I have recently become involved in a new project entitled Our-Waters, which is about the River Murray and the photographic archives of the Godson Collection held by the State Library of South Australia. Some background to the project is here on my Our Waters Our Country blog, which, for now, is loosely associated with the Our Waters project.
As it is still early days in the project, it has no public profile (ie., there is no website) to inform people what is happening. However, a recent update on the state of play of the Our Waters project is on this blog post. This indicates that this photography is not what Rebecca Solnit calls eco-porn: photography that celebrate the ‘untouched beauty’ of nature associated with the nature tourism and calendars that view our land and rivers as a place of wildness and wilderness.
It is an opportune time to start such a project given the recent report on the ecological state of the Coorong by the Goyder Institute. The ecological condition of the Coorong has been steadily degrading since European “settlement” due to upstream water extractions, and the Millennium Drought was a major disturbance causing a rapid decline in condition. Whilst the relatively recent increase in natural and managed inflows to the Coorong through the Murray-Darling Basin Plan have improved the ecological condition of the North Lagoon, the ecological condition of the South Lagoon has not recovered, or it has continued to decline. As Mary E. White wrote in her Running Down – Water in a Changing Land (Kangaroo Press, 2000):
The continuing saga of the extraction of massive amounts of water from inland rivers to satisfy the escalating demands of the irrigation industry is Australia’s most serious, and ultimately potentially most disastrous water-related issue. It is a battle between two essentially irreconcilable attitudes to land use.
To speak plainly, the Murray-Darling Basin has been, and is being, managed to benefit the irrigators.
The Goyder Report on the ecological condition of the Coorong’s South Lagoon states that:
The Coorong is considered to be the most important waterbird wetland in the Murray-Darling Basin. It has been degraded to the point where it is at risk of losing the key elements which make it such an iconic wetland of local, national and international importance. Most notably this has included large reductions in the abundances and some waterbirds, particularly fairy tern and migratory shorebirds. This is associated with the prevalence of filamentous algae that is preventing aquatic plants from completing their life-cycle and interfering with the ability of waterbirds to feed on both plants and invertebrates in mudflats. The system is now in a vulnerable state and may have little capacity to absorb continued and cumulative environmental stress resulting from water extractions and changes in climate.

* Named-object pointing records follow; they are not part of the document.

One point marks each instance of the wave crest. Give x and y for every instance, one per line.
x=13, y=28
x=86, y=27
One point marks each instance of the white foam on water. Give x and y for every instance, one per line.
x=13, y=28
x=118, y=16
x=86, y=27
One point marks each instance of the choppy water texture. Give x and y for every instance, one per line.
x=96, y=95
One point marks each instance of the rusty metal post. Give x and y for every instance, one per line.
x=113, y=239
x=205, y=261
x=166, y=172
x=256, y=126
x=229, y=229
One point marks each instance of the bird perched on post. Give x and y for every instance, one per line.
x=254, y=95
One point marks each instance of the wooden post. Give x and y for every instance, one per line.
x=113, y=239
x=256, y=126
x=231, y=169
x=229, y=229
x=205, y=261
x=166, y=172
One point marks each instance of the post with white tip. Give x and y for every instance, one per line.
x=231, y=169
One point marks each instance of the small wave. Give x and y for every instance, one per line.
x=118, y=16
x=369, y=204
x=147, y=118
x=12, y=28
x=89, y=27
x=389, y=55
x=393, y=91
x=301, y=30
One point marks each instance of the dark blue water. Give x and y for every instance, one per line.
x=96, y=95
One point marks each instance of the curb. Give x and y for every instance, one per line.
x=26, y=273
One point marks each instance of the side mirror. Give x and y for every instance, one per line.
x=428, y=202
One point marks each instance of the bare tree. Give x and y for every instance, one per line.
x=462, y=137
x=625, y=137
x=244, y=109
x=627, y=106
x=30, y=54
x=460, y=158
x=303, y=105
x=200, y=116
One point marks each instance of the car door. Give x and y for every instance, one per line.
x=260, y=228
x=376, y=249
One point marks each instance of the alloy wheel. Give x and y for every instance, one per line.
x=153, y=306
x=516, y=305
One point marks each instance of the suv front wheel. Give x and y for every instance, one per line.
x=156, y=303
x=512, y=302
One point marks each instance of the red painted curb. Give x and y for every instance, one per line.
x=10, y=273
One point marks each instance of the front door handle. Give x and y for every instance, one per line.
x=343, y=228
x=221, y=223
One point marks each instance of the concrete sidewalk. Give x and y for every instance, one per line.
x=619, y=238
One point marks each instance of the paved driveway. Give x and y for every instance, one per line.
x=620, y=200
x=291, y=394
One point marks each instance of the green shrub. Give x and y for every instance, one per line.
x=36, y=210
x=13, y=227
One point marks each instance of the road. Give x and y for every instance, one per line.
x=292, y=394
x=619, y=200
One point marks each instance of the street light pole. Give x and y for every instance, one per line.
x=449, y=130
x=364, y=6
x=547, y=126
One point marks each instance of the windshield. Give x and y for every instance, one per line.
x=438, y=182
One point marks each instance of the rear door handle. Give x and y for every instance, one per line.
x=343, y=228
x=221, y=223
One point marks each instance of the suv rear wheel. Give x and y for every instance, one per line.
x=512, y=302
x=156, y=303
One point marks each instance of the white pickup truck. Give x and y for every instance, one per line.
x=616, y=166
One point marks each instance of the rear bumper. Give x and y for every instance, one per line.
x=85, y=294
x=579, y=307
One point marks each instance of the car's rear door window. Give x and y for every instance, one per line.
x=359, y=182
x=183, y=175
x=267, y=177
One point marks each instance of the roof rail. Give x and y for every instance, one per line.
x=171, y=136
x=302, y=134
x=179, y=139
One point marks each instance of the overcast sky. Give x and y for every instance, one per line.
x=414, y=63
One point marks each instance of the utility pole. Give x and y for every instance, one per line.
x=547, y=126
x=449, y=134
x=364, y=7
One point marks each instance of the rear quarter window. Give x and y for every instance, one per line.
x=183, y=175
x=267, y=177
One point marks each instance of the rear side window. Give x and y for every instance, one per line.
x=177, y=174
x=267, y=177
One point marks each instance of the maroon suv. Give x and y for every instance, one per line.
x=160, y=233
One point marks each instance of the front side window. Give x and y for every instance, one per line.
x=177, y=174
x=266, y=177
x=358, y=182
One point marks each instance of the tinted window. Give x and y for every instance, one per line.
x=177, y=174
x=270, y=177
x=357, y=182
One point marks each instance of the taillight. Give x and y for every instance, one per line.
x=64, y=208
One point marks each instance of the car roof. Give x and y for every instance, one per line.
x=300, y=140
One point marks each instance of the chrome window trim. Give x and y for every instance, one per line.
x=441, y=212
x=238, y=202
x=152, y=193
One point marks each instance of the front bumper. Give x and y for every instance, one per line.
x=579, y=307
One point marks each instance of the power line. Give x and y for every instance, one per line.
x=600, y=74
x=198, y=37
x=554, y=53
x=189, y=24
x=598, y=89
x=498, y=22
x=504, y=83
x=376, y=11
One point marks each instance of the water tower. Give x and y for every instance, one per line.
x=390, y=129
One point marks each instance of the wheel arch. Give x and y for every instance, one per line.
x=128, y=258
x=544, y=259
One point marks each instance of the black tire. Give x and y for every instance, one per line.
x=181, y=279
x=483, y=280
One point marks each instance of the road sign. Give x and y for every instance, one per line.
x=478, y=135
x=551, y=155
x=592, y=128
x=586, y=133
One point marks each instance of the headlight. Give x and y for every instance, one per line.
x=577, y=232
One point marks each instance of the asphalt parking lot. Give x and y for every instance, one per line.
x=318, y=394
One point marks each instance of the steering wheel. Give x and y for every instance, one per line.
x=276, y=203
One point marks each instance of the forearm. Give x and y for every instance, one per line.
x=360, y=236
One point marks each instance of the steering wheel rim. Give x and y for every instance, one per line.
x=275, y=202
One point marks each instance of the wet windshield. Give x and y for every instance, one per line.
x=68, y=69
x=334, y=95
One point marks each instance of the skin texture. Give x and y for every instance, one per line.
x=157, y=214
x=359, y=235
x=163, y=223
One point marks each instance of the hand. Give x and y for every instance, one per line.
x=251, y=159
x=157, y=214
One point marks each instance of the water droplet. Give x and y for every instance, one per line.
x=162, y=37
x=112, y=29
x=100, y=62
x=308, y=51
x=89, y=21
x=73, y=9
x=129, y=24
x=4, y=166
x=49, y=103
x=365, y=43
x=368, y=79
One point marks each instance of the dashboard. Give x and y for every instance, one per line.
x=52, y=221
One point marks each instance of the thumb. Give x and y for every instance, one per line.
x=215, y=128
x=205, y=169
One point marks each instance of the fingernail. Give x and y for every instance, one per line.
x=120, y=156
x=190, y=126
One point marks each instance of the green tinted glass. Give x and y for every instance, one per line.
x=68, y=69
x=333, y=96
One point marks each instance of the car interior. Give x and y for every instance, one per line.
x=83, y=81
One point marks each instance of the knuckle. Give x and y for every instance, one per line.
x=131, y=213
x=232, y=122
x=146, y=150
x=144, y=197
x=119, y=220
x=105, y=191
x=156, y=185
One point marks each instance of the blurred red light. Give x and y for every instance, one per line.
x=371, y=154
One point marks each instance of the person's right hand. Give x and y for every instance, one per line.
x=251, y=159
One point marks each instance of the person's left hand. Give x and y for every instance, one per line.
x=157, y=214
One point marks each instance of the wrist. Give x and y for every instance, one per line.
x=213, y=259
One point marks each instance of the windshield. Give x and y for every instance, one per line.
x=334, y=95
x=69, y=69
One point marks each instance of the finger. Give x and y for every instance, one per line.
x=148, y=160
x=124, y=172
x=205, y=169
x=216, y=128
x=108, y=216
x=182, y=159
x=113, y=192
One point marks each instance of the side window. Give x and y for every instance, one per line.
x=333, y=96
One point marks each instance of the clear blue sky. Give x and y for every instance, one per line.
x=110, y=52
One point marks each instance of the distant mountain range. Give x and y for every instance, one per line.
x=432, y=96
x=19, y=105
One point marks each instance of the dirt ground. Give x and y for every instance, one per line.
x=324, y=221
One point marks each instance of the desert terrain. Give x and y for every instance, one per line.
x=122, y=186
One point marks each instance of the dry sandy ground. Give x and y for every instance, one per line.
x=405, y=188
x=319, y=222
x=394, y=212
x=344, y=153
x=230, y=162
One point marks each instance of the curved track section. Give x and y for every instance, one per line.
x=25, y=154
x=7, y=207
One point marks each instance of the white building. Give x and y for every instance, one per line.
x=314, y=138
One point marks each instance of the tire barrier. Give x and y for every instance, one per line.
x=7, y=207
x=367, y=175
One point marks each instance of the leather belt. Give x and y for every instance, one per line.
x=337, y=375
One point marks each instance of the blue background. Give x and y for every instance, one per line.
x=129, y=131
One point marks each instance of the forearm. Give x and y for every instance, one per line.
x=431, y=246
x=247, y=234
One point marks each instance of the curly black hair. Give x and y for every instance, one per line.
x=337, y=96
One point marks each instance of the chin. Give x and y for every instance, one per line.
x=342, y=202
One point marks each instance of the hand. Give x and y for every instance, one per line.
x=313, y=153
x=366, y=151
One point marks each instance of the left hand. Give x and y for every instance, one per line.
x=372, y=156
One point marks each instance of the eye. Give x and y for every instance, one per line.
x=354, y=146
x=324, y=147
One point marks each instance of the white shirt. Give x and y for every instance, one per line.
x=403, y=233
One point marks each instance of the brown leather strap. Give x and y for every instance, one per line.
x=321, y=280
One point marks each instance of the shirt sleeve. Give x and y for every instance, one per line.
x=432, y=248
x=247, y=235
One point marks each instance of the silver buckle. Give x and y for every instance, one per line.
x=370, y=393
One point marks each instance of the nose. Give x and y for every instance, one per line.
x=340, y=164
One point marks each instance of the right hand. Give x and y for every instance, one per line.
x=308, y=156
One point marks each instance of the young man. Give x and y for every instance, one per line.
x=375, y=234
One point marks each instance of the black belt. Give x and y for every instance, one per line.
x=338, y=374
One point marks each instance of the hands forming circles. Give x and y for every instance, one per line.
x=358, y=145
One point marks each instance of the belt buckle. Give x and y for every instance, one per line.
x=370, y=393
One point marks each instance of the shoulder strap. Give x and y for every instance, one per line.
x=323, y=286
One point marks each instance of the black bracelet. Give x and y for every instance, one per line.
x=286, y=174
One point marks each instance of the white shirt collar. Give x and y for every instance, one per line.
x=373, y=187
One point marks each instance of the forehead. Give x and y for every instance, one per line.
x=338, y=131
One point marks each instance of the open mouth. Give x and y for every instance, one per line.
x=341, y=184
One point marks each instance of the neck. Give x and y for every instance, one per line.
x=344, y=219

It is highly likely that the growth of the filamentous algae in the South Lagoon is caused by the flows from the drainage system in the South-East of South Australia, since these flows are drainage from agricultural landscapes and so would would contain a lot of nutrients. But little scientific research has been done on this. What is known is that the reduction in extent of aquatic plants has led to a loss of habitat and food resources, particularly for shorebirds, whilst the shift in dominance from aquatic plants to algae has reduced access to foraging habitat for waterbirds. Consequently, the South Lagoon now has little capacity to absorb continued and cumulative environmental stress.
The Report states that the management regime must now contend with how to restore the system (ie., Lower Lakes, the South-East groundwater and the Southern Ocean) to a more desirable state (i.e. more suitable habitat for migratory shorebirds, extensive Ruppia tuberosa beds etc.) that supports the site’s biodiversity into the future shaped by climate change.
Any contemporary landscape photography of the Coorong, or of the rivers and land in the Murray-Darling Basin, is basically representing a landscape that is increasingly being shaped by climate change, and so to all intents and purposes it is a photography in the Anthropocene. This would be a photography that doesn’t ignore histories of colonial invasion and occupation which have inevitably left their mark on the land, which addresses colonial legacies, and challenges the dominant narratives around representation of land.